By Vern Edwards on Thursday, July 27, 2000 - 03:20 pm:


A couple of people have raised a flag about the possibility that a change in contract type might spark a protest. While their concerns are not groundless, I think we need to do a little analysis.

First, I have not been able to find a GAO decision in response to a protest about a change of contract type. Changes of contract type during the course of performance are not common, but they are not unheard of.

Second, the likelihood that GAO would sustain a protest about a change in contract type depends mainly on the impact that the change would have had on the outcome of the original competition. In that light, I would be much more concerned about a change from CPFF to FFP than I would about a change from CPAF to CPIF (which I have done) or FFP to FP with EPA.

Third, the likelihood of getting a protest probably depends on how recently you awarded the contract. If the award was recent, then one of the losers is more likely to hear about the change and be motivated to protest in the hope of getting another chance to compete. A significant change soon after an award also makes the award on the original basis more questionable. Similarly, if you are making the change just before or after the exercise of an option, that would make the change more questionable.

Of course, you should document your contract file to explain why you think the change is necessary and in the best interests of the government, and why the change is better than a new procurement. As someone has pointed out, make sure that you obtain and document consideration for the change.

I share Eric's interest in why you want to make the change, especially on a services contract. While it is a seller's labor market, current economic conditions are not especially inflationary, so why an EPA clause? Is the contract period, excluding options, longer than one year?

By Eric Ottinger on Thursday, July 27, 2000 - 12:45 pm:


It stikes me that the question of whether (1) you are changing from a FFP to a FP with EPA to adapt to changing conditions or (2) allowing the contractor to "buy in" with a "low ball" proposal, then taking the contractor off the hook by renegotiating the contract, is very much in the eye of the beholder.

This is just personal opinion-- Any time the contract is "restructured" to give the contractor a better price than the competitive price, the PCO is inviting a protest.

Pragmatically, I think the IG and audit community is rather quiet on this kind of issue right now, because they don't want to be seen blocking "innovation" or "reform."

It might not be the right thing to do.
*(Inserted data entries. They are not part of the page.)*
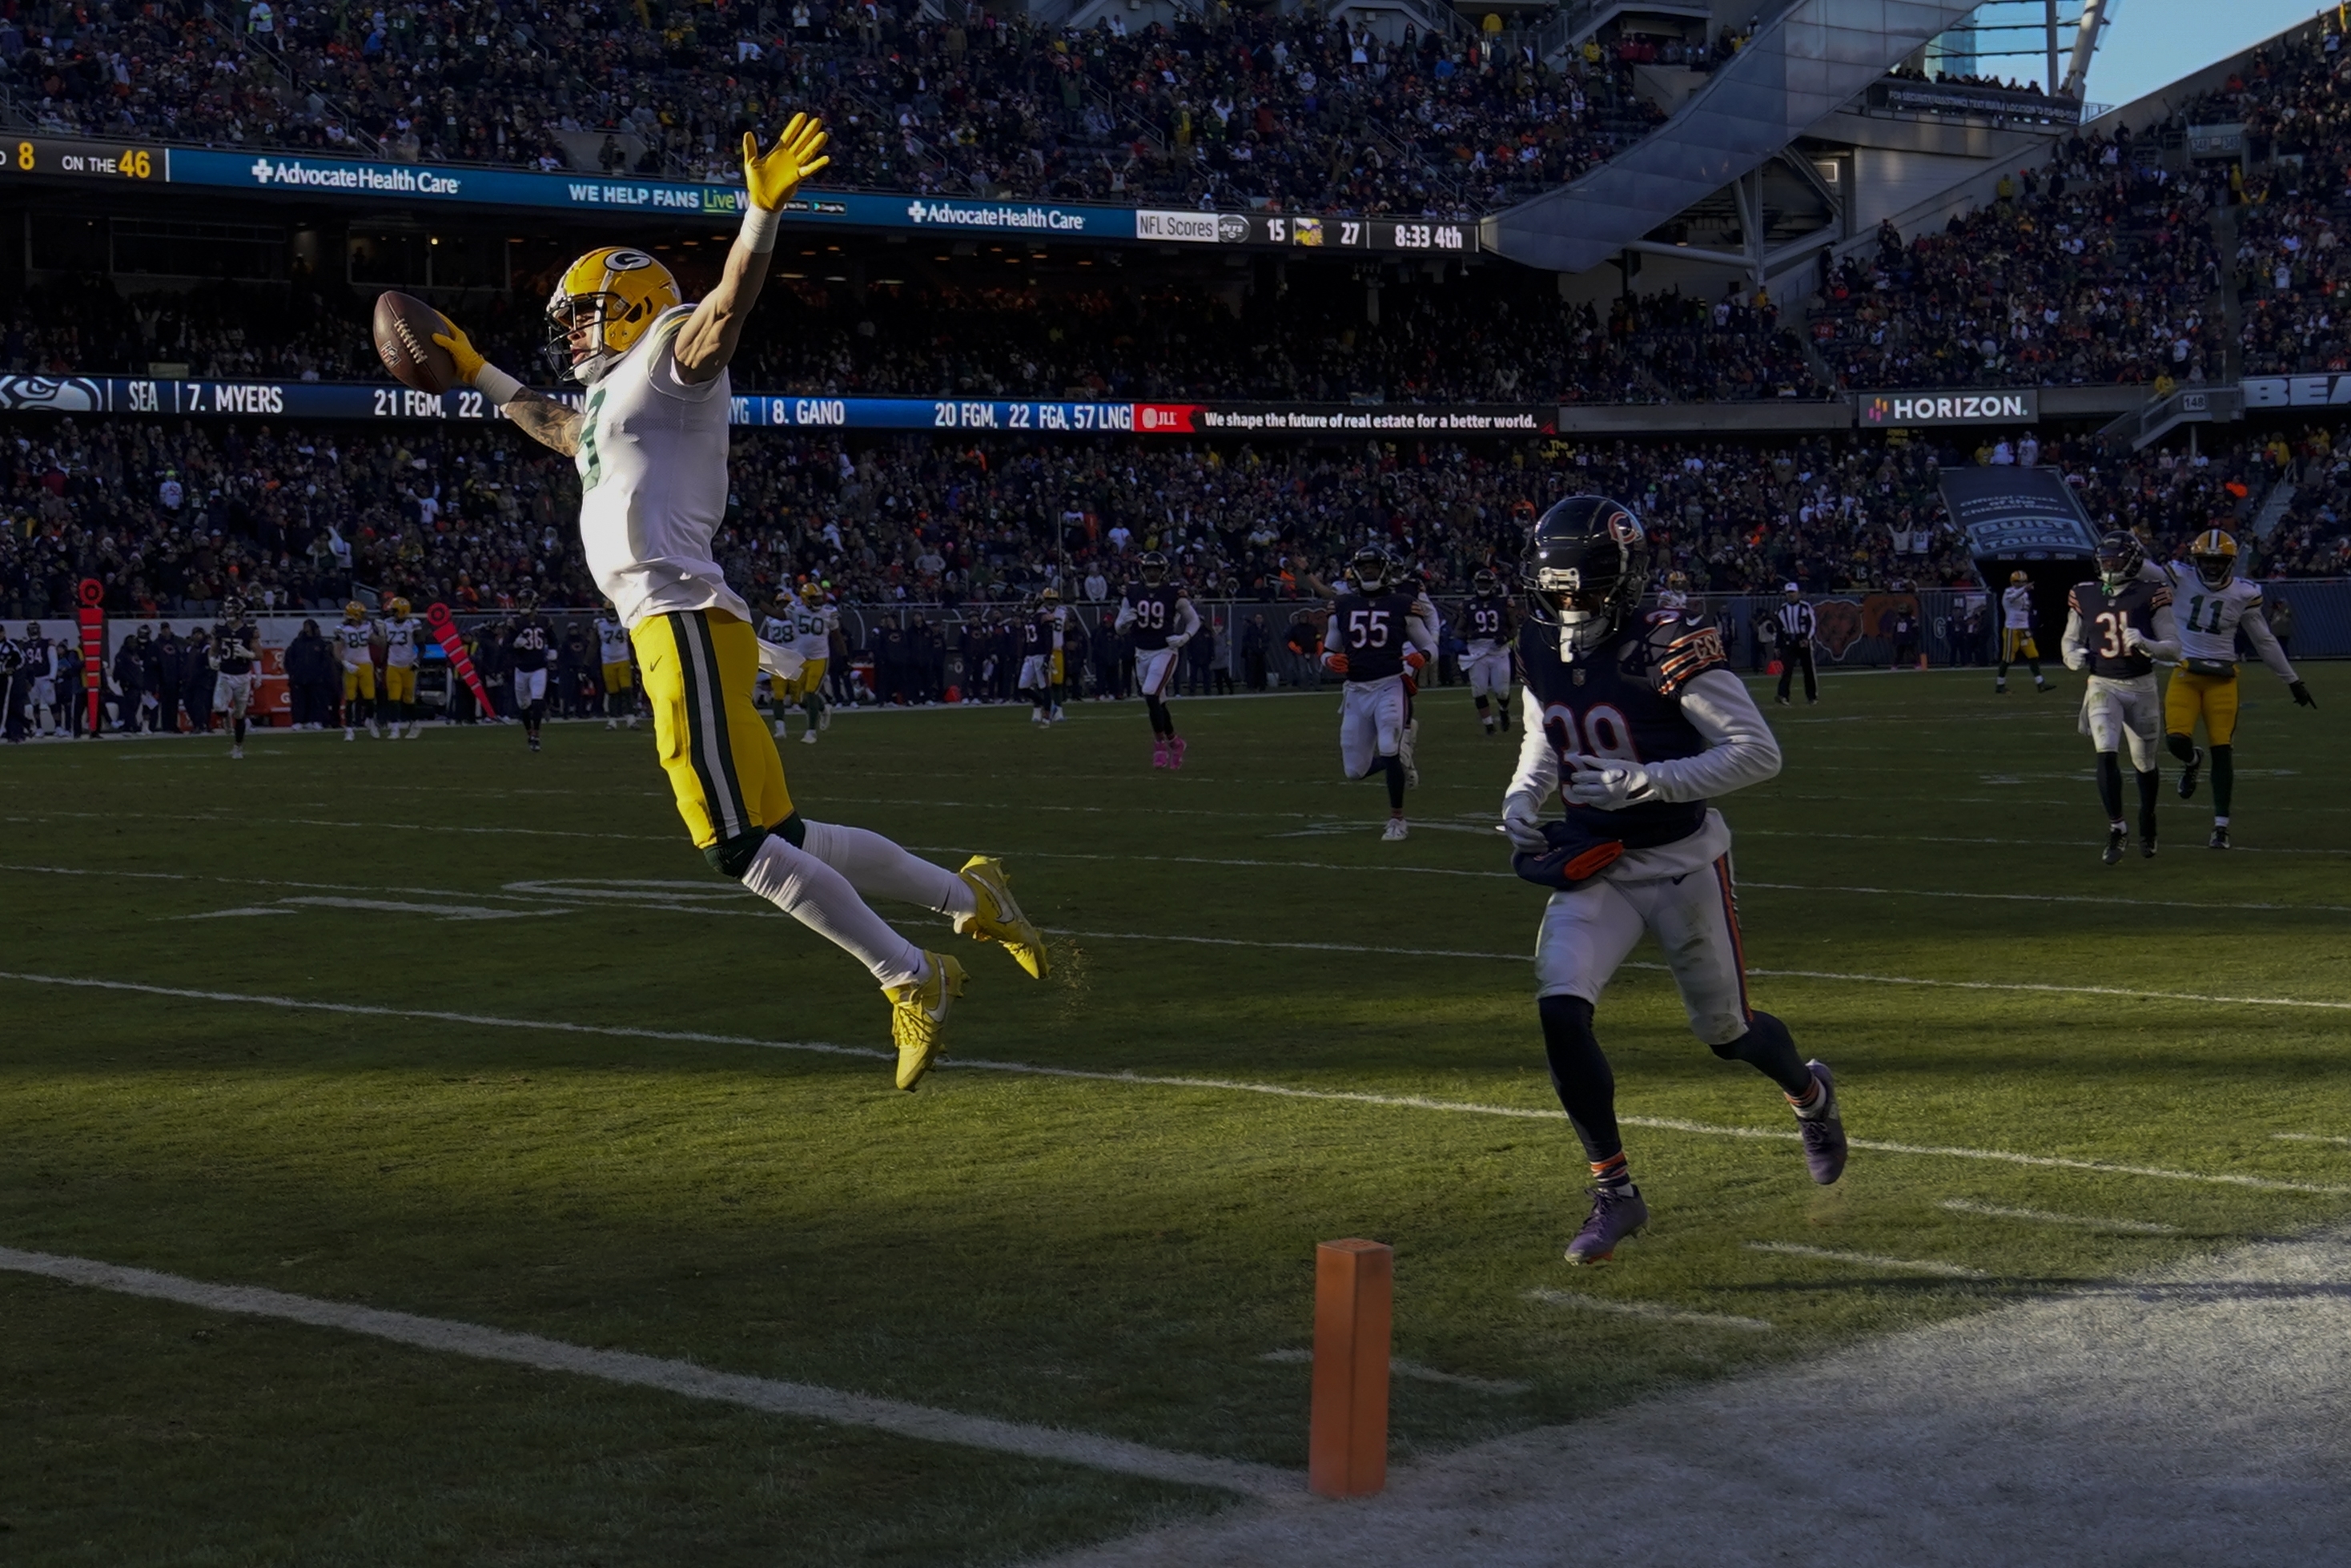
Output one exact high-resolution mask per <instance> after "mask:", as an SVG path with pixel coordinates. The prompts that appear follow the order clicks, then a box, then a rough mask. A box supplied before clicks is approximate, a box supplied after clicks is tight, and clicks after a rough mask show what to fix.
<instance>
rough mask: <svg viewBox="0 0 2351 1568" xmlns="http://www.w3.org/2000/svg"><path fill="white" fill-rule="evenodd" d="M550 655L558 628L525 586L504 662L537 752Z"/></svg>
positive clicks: (546, 700)
mask: <svg viewBox="0 0 2351 1568" xmlns="http://www.w3.org/2000/svg"><path fill="white" fill-rule="evenodd" d="M550 658H555V628H552V625H548V618H545V616H541V614H538V595H536V592H531V590H529V588H524V590H522V592H517V595H515V618H513V621H510V623H508V625H505V663H508V668H510V670H513V677H515V715H517V717H520V719H522V733H524V738H527V741H529V743H531V750H534V752H536V750H538V729H541V726H543V724H545V722H548V661H550Z"/></svg>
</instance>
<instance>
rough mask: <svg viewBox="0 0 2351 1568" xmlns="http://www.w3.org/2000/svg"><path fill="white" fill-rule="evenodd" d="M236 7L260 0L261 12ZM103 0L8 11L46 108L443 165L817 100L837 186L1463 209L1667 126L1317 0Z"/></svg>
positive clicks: (656, 145)
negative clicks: (549, 5) (1389, 26)
mask: <svg viewBox="0 0 2351 1568" xmlns="http://www.w3.org/2000/svg"><path fill="white" fill-rule="evenodd" d="M240 9H242V7H240ZM261 12H266V14H268V21H266V31H261V28H256V26H254V24H252V16H249V19H247V26H245V33H242V35H237V33H235V31H233V28H230V26H228V24H223V21H214V19H212V16H214V7H209V5H202V7H197V5H186V2H183V0H167V2H160V5H148V7H129V5H106V2H103V0H101V2H99V5H94V7H89V12H87V16H89V19H87V21H80V19H75V21H73V24H54V26H26V24H0V54H5V56H7V61H9V66H12V75H9V87H12V94H14V96H16V99H19V103H21V108H24V110H26V113H28V115H33V118H35V122H40V125H45V127H52V129H68V132H87V134H110V136H162V139H172V141H195V143H212V146H292V148H313V150H322V153H381V155H388V158H400V160H409V162H416V160H426V162H496V165H522V167H541V169H564V167H574V169H595V167H602V169H614V167H628V169H639V172H658V174H672V176H691V179H715V181H731V179H736V174H738V172H736V165H734V146H736V143H738V141H741V132H743V129H745V127H769V129H773V125H781V122H783V120H785V118H788V115H790V113H792V110H802V108H806V110H816V113H820V115H823V118H825V120H828V125H830V127H832V134H835V150H832V162H835V167H832V172H830V181H828V183H835V186H842V188H851V186H868V188H886V190H926V193H947V195H1037V197H1060V200H1126V202H1133V200H1152V202H1180V205H1187V207H1244V205H1277V207H1293V209H1295V207H1302V209H1319V212H1357V214H1373V212H1406V214H1441V216H1458V214H1469V212H1479V209H1486V207H1493V205H1500V202H1507V200H1514V197H1519V195H1528V193H1533V190H1540V188H1542V186H1552V183H1559V181H1563V179H1570V176H1573V174H1578V172H1582V169H1585V167H1589V165H1594V162H1599V160H1603V158H1608V155H1610V153H1613V150H1615V148H1620V146H1625V143H1629V141H1632V139H1636V136H1639V134H1641V132H1646V129H1648V127H1650V125H1655V122H1657V110H1655V108H1653V106H1648V103H1646V101H1643V99H1641V96H1639V94H1636V92H1634V87H1632V63H1629V61H1625V59H1617V56H1603V54H1599V52H1596V49H1594V52H1592V56H1589V59H1575V61H1570V63H1568V66H1566V68H1561V71H1552V68H1545V66H1538V63H1533V61H1528V59H1526V56H1523V54H1507V56H1505V54H1502V52H1500V49H1498V47H1495V45H1491V42H1483V40H1479V42H1469V40H1462V38H1436V35H1427V38H1418V35H1408V38H1406V40H1404V42H1401V45H1387V42H1380V40H1378V38H1371V35H1368V33H1361V31H1354V33H1349V31H1347V26H1342V24H1326V21H1321V19H1319V16H1317V14H1314V12H1302V14H1298V16H1258V14H1244V12H1234V9H1230V7H1227V5H1223V0H1218V2H1215V5H1211V7H1208V16H1206V21H1190V19H1187V21H1185V24H1180V26H1176V28H1173V31H1168V28H1159V26H1152V28H1145V31H1140V33H1133V35H1128V33H1126V28H1124V24H1121V21H1112V24H1105V26H1100V28H1091V31H1086V33H1065V31H1044V28H1034V26H1030V24H1027V21H999V19H997V16H992V14H983V16H980V19H976V21H973V24H969V26H966V24H962V21H950V24H940V21H933V19H926V16H922V12H919V7H915V5H893V2H886V0H865V2H863V5H828V0H792V2H790V5H776V2H773V0H769V2H762V5H757V7H748V5H738V7H734V9H731V12H729V9H717V7H661V5H654V7H630V5H618V2H616V0H614V2H604V5H585V7H529V9H513V7H510V9H505V12H503V14H501V12H498V9H494V7H470V9H468V7H461V5H386V7H381V9H374V12H369V9H360V7H284V12H273V9H270V7H261Z"/></svg>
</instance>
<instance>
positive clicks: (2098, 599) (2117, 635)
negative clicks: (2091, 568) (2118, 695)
mask: <svg viewBox="0 0 2351 1568" xmlns="http://www.w3.org/2000/svg"><path fill="white" fill-rule="evenodd" d="M2170 602H2172V590H2170V588H2165V585H2163V583H2149V581H2146V578H2132V581H2128V583H2123V585H2121V588H2106V585H2104V583H2102V581H2097V578H2092V581H2088V583H2074V590H2071V592H2069V595H2067V609H2071V611H2074V618H2076V621H2081V644H2083V651H2085V654H2088V663H2090V675H2099V677H2104V679H2139V677H2142V675H2154V672H2156V661H2154V658H2149V656H2146V654H2139V651H2132V649H2128V646H2123V644H2125V639H2123V632H2125V630H2132V632H2137V635H2139V637H2156V611H2158V609H2165V607H2170Z"/></svg>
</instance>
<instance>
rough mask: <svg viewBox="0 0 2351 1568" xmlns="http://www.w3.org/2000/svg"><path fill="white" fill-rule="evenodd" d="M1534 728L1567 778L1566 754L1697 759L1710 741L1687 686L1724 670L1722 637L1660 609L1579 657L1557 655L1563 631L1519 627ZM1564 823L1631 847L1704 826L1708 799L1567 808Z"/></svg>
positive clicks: (1706, 820) (1673, 614)
mask: <svg viewBox="0 0 2351 1568" xmlns="http://www.w3.org/2000/svg"><path fill="white" fill-rule="evenodd" d="M1519 663H1521V665H1523V670H1526V703H1528V708H1531V710H1540V712H1528V726H1531V729H1540V733H1542V738H1545V741H1547V743H1549V745H1552V755H1554V757H1556V759H1559V776H1561V778H1566V776H1568V771H1570V769H1568V757H1608V759H1615V762H1669V759H1674V757H1697V755H1700V752H1704V750H1707V738H1704V736H1702V733H1697V726H1695V724H1690V719H1688V717H1683V712H1681V691H1683V686H1688V684H1690V682H1693V679H1695V677H1700V675H1704V672H1707V670H1726V668H1730V661H1728V658H1726V656H1723V635H1721V630H1719V628H1716V625H1712V623H1704V621H1686V618H1683V611H1672V609H1660V611H1650V614H1648V616H1643V618H1641V623H1639V625H1636V628H1632V630H1629V632H1625V635H1622V637H1620V639H1617V642H1613V644H1610V646H1606V649H1601V651H1596V654H1589V656H1585V658H1578V661H1573V663H1570V661H1563V658H1561V656H1559V628H1556V625H1545V623H1540V621H1528V623H1526V625H1523V628H1519ZM1568 820H1575V823H1582V825H1585V827H1589V830H1592V832H1594V835H1596V837H1603V839H1625V844H1629V846H1634V849H1643V846H1655V844H1672V842H1674V839H1686V837H1690V835H1693V832H1697V830H1700V827H1704V825H1707V802H1702V799H1683V802H1643V804H1639V806H1625V809H1622V811H1601V809H1599V806H1575V804H1570V806H1568Z"/></svg>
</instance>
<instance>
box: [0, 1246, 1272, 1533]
mask: <svg viewBox="0 0 2351 1568" xmlns="http://www.w3.org/2000/svg"><path fill="white" fill-rule="evenodd" d="M0 1269H9V1272H16V1274H42V1276H47V1279H61V1281H66V1284H75V1286H87V1288H94V1291H115V1293H120V1295H146V1298H153V1300H167V1302H181V1305H186V1307H207V1309H212V1312H237V1314H245V1316H266V1319H280V1321H289V1324H310V1326H315V1328H341V1331H343V1333H360V1335H367V1338H371V1340H390V1342H395V1345H414V1347H416V1349H435V1352H444V1354H454V1356H473V1359H475V1361H505V1363H510V1366H529V1368H536V1371H543V1373H574V1375H581V1378H600V1380H604V1382H623V1385H632V1387H647V1389H661V1392H665V1394H682V1396H686V1399H710V1401H717V1403H731V1406H745V1408H750V1410H766V1413H769V1415H804V1418H813V1420H828V1422H839V1425H844V1427H872V1429H877V1432H891V1434H896V1436H910V1439H919V1441H926V1443H955V1446H959V1448H985V1450H990V1453H1011V1455H1020V1458H1027V1460H1058V1462H1063V1465H1084V1467H1086V1469H1107V1472H1112V1474H1121V1476H1145V1479H1152V1481H1173V1483H1178V1486H1213V1488H1218V1490H1230V1493H1246V1495H1251V1497H1267V1500H1277V1497H1295V1495H1302V1490H1305V1476H1300V1474H1293V1472H1286V1469H1274V1467H1272V1465H1246V1462H1239V1460H1218V1458H1208V1455H1199V1453H1171V1450H1166V1448H1145V1446H1143V1443H1128V1441H1124V1439H1114V1436H1093V1434H1089V1432H1063V1429H1058V1427H1030V1425H1023V1422H1009V1420H990V1418H985V1415H962V1413H957V1410H938V1408H931V1406H917V1403H905V1401H900V1399H875V1396H870V1394H849V1392H844V1389H828V1387H818V1385H809V1382H778V1380H773V1378H748V1375H743V1373H719V1371H710V1368H705V1366H696V1363H691V1361H668V1359H661V1356H637V1354H630V1352H618V1349H588V1347H585V1345H567V1342H562V1340H543V1338H538V1335H536V1333H515V1331H510V1328H484V1326H482V1324H458V1321H449V1319H435V1316H414V1314H409V1312H386V1309H381V1307H357V1305H353V1302H329V1300H315V1298H310V1295H287V1293H284V1291H263V1288H256V1286H216V1284H205V1281H200V1279H183V1276H179V1274H158V1272H153V1269H127V1267H120V1265H113V1262H94V1260H89V1258H56V1255H52V1253H21V1251H16V1248H9V1246H0Z"/></svg>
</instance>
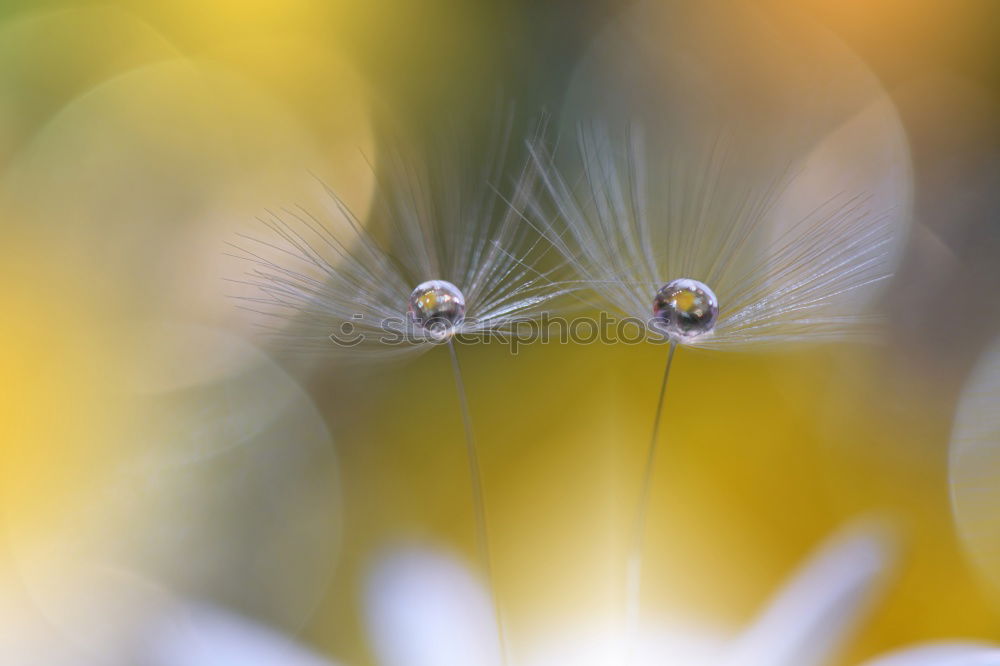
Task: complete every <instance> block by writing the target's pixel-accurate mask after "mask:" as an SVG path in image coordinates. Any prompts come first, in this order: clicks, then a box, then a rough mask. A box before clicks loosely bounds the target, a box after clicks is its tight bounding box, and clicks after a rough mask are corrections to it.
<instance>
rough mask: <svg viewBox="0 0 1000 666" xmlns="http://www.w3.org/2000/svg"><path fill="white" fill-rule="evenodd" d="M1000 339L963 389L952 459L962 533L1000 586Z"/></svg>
mask: <svg viewBox="0 0 1000 666" xmlns="http://www.w3.org/2000/svg"><path fill="white" fill-rule="evenodd" d="M998 406H1000V340H998V341H997V342H995V343H994V344H993V346H992V347H991V348H990V349H988V350H987V351H986V353H985V354H983V356H982V358H981V359H980V360H979V363H978V364H977V366H976V368H975V370H974V372H973V373H972V376H971V377H970V378H969V381H968V382H967V383H966V385H965V388H964V389H963V390H962V394H961V397H960V399H959V403H958V412H957V414H956V416H955V425H954V427H953V429H952V435H951V445H950V461H949V481H950V484H951V502H952V511H953V513H954V516H955V525H956V527H957V528H958V535H959V538H960V539H961V542H962V544H963V546H964V547H965V550H966V552H967V553H968V554H969V556H970V559H971V561H972V562H973V564H975V565H976V567H977V569H978V570H979V571H980V572H981V573H983V574H984V575H985V576H986V578H987V579H988V580H990V582H992V584H993V586H994V589H996V590H1000V518H998V514H997V506H998V505H1000V409H998Z"/></svg>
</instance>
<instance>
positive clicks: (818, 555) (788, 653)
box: [727, 523, 893, 666]
mask: <svg viewBox="0 0 1000 666" xmlns="http://www.w3.org/2000/svg"><path fill="white" fill-rule="evenodd" d="M892 546H893V544H892V541H891V539H890V537H889V535H888V534H887V533H886V532H885V530H884V529H883V528H882V527H881V526H878V525H874V524H869V523H858V524H852V525H849V526H848V527H847V528H845V529H844V530H843V531H841V532H839V533H838V534H835V535H834V536H833V537H832V538H831V539H830V540H829V541H828V542H827V543H825V544H824V545H823V546H822V547H821V548H820V549H819V551H818V552H817V553H816V554H815V555H814V556H813V557H812V558H810V559H809V560H808V561H807V562H806V563H805V565H804V567H803V568H802V569H801V570H800V571H799V572H798V573H797V574H796V575H795V576H794V577H793V578H792V579H791V580H790V581H789V582H788V583H787V584H786V585H785V587H784V588H783V589H782V590H780V591H779V592H778V594H777V596H776V597H775V598H774V599H773V600H772V601H771V603H770V604H769V606H768V607H767V608H766V610H765V611H764V612H763V613H762V614H761V615H760V617H759V618H758V619H757V621H756V622H755V623H754V624H753V625H752V626H751V627H750V628H749V629H748V630H747V631H746V633H744V635H743V636H742V637H741V638H740V639H739V641H737V643H736V644H735V646H734V647H733V651H732V653H731V655H730V657H729V659H728V662H727V663H728V664H730V665H731V666H758V665H759V666H784V665H787V666H813V665H817V666H818V665H820V664H825V663H828V662H829V661H830V660H831V659H832V658H833V657H834V656H835V655H836V654H837V651H838V649H839V648H840V647H841V646H842V643H843V642H844V641H845V639H846V638H847V637H848V636H849V634H850V633H851V631H852V630H854V629H855V627H856V626H857V624H858V623H859V622H861V621H862V620H863V619H864V617H865V614H866V613H867V611H868V608H869V606H870V604H871V603H872V601H873V598H874V597H875V596H876V594H877V592H878V591H879V589H880V588H881V586H882V583H883V580H884V576H885V573H886V570H887V568H888V566H889V564H890V561H891V560H892V550H893V548H892Z"/></svg>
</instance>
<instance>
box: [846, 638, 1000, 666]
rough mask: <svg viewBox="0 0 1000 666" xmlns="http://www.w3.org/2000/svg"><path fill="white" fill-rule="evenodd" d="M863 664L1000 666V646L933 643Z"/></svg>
mask: <svg viewBox="0 0 1000 666" xmlns="http://www.w3.org/2000/svg"><path fill="white" fill-rule="evenodd" d="M863 666H1000V648H996V647H992V646H989V645H985V644H979V643H931V644H927V645H921V646H919V647H915V648H909V649H907V650H901V651H899V652H893V653H892V654H889V655H886V656H884V657H879V658H877V659H875V660H873V661H869V662H866V663H865V664H864V665H863Z"/></svg>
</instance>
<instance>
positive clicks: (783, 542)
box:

And it might be that the odds of any negative consequences are rather small right now.

Just personal opinion. In any case the fact that you want to do this because prices have gone up, should make you cautious.


By J. Inman on Thursday, July 27, 2000 - 12:19 pm:

Similarly, I'm unaware of any prohibition on changing type, but a protestor might suggest that reforming a contract in such a manner is tantamount to awarding a new contract but without benefit of competition -- this is especially true if marketplace changes make the contractor's price too low and the contract modification allows the contractor to raise its price or otherwise reduce its risk of performance. If this is the basis for the modification, then a caution is in order. Generally, contractors are bound to honor their prices, even if prices in the industry go up and the contractor has to perform at a loss. After all, a deal is a deal. A T4D might be appropriate (if the contractor refuses to honor its contract).

If you do make the change, you should certainly obtain consideration from the contractor to avoid the appearance of giving a gift to the contractor.

By C MERCY on Thursday, July 27, 2000 - 12:14 pm:


By Vern Edwards on Wednesday, July 26, 2000 - 06:44 pm:

When I was a CO I negotiated changes in contract type a couple of times. I don't know any reason why you can't. It's no different than changing anything else and I don't think it increases the scope of the contract. Changing from FFP to FP with EPA doesn't strike me as too great a change.

By John Vencius on Wednesday, July 26, 2000 - 06:20 pm:

I can't find an authority for -- or a prohibition against -- changing a contract type. Specifically, from a firm-fixed-price to a fixed-price with economic price adjustment. The closest I've found is in FAR 16.103(c), "In the course of...., changing circumstances may make a different contract type appropriate in later periods than that used at the outset." If the market for certain professional services has changed significantly, making it virtually impossible to obtain critical services at previously contracted fixed-rates, such a remedy would be preferable to re-soliciting a new procurement. Any input?

On a parallel track, don't GSA IT MAS Vendors update their prices either periodically or in response to specific requests for quotes?